As starts go, it’s been a good one. The reaction to our first issue has been inspiring and everyone at ERP Today is very grateful for the kind words and encouragement. We know we have a lot of hard work ahead of us, and we certainly won’t be resting on our laurels, but so far so good. Our team is growing, the list of partners we are working with is expanding, and the number of CXOs subscribing has been incredible. Who said print was dead?
A lot of people have asked how is the best way to engage with us? We are still a very small team and although we have established lots of connections already, we rely on our contributors, advertisers and partners being proactive. If you have a great idea for an article, would like to see your organisation featured, or have a partnership idea, say hello and tell us your story.
We announced our awards initiative at our launch event and the response has been exceptional. We have already secured partnerships with a dozen leading brands and we can barely contain our excitement to announce the guest of honour, compère, and entertainment. The event will be a showcase for purpose-led innovation with a strong emphasis on young talent and customers. The awards will recognise excellence across the three pillars of the economy, the environment and society and will be the only truly independent recognition of merit within the sector.
It’s been a busy few months for acquisitions, mergers and partnerships; IBM, Salesforce and Google have all snapped up targets; EQT’s acquisition of Acumatica puts them in the same stable as IFS; Oracle and Microsoft have become friends (at least their cloud divisions have); and NTT has merged all its businesses into one giant entity to enhance its position in the enterprise transformation market
There have been many others too and they all have one thing in common; the next generation of the cloud revolution. The first phase, which started almost 20 years ago, and has been in full swing for the last decade, was all about taking the tech we already had and putting it in some sort of cloud. Most of it wasn’t, and still isn’t, true cloud but the idea was simple enough and we all got on board. Applications, databases, and workloads are run on infrastructure that someone else maintains – the server room was a thing of the past and we all got used to thinking remotely rather than locally.

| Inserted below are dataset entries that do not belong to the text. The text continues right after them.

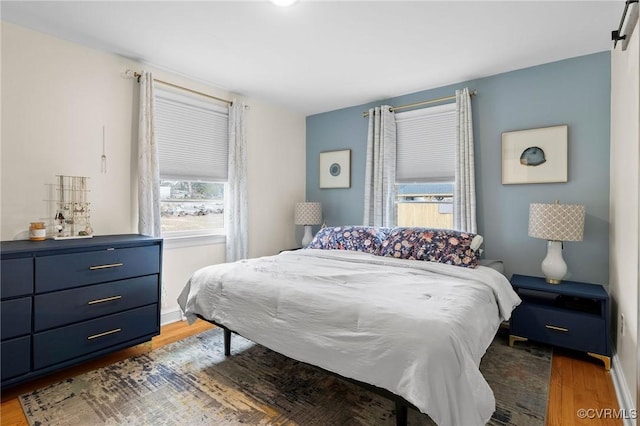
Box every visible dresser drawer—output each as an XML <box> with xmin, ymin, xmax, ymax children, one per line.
<box><xmin>1</xmin><ymin>297</ymin><xmax>32</xmax><ymax>340</ymax></box>
<box><xmin>35</xmin><ymin>245</ymin><xmax>160</xmax><ymax>293</ymax></box>
<box><xmin>34</xmin><ymin>275</ymin><xmax>159</xmax><ymax>331</ymax></box>
<box><xmin>1</xmin><ymin>336</ymin><xmax>31</xmax><ymax>380</ymax></box>
<box><xmin>512</xmin><ymin>303</ymin><xmax>607</xmax><ymax>354</ymax></box>
<box><xmin>1</xmin><ymin>258</ymin><xmax>33</xmax><ymax>299</ymax></box>
<box><xmin>33</xmin><ymin>304</ymin><xmax>158</xmax><ymax>369</ymax></box>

As we enter the second phase of the cloud era, the hybrid cloud era, we are now thinking about smarter, more secure, and less risky ways to deploy cloud technologies and better ways to derive meaningful insights from the data we capture. I expect to see no let-up in marriages of convenience between cloud vendors and analytics companies as they race to capture the business of savvy CIOs who don’t want all their eggs in one basket and demand more value from their data.